While in this case we're just acknowledging a single message, acknowledgments can indicate
what messages from a sequence have not yet been received by the destination. For example,
the following valid acknowledgment range indicates that something is missing:
<wsrm:SequenceAcknowledgement>
<wsrm:Identifier>http://soacookbook/123</wsrm:Identifier>
<wsrm:AcknowledgementRange Upper="2" Lower="1"/>
<wsrm:AcknowledgementRange Upper="6" Lower="4"/>
<wsrm:AcknowledgementRange Upper="10" Lower="8"/>
</wsrm:SequenceAcknowledgement>
This shows that the destination has lost or not yet received messages 3 and 5 in the sequence.

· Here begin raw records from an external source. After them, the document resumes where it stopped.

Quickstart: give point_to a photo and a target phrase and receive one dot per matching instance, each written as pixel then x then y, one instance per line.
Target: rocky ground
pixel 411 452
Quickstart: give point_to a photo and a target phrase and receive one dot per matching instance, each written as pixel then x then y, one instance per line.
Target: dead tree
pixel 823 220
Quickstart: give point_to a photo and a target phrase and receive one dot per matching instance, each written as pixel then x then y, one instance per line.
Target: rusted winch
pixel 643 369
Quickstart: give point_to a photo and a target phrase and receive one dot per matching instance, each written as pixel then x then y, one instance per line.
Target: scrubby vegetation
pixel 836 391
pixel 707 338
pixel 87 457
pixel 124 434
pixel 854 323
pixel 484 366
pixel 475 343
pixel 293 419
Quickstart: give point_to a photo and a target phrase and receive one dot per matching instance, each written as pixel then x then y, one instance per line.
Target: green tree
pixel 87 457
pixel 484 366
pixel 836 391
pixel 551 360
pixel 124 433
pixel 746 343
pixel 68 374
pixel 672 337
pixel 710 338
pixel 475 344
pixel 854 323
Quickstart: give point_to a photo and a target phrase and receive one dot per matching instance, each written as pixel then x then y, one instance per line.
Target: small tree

That should be a signal to the source to resend those messages.
The addition of sequence acknowledgment messages creates considerable extra overhead for
the runtime. A single request becomes several requests when WS-RM is included.
Because of this, be sure you have a good reason for putting this stuff into play. Don't put it on
everything just because you can, and make sure that you load test. Note that too many of the
leading SOA stack vendors, including TIBCO and Software AG, do not yet (as of this writ-
ing) implement WS-RM. TIBCO, for example, uses its Rendezvous messaging infrastructure
to make its communication reliable; it just isn't implementing WS-RM to do it.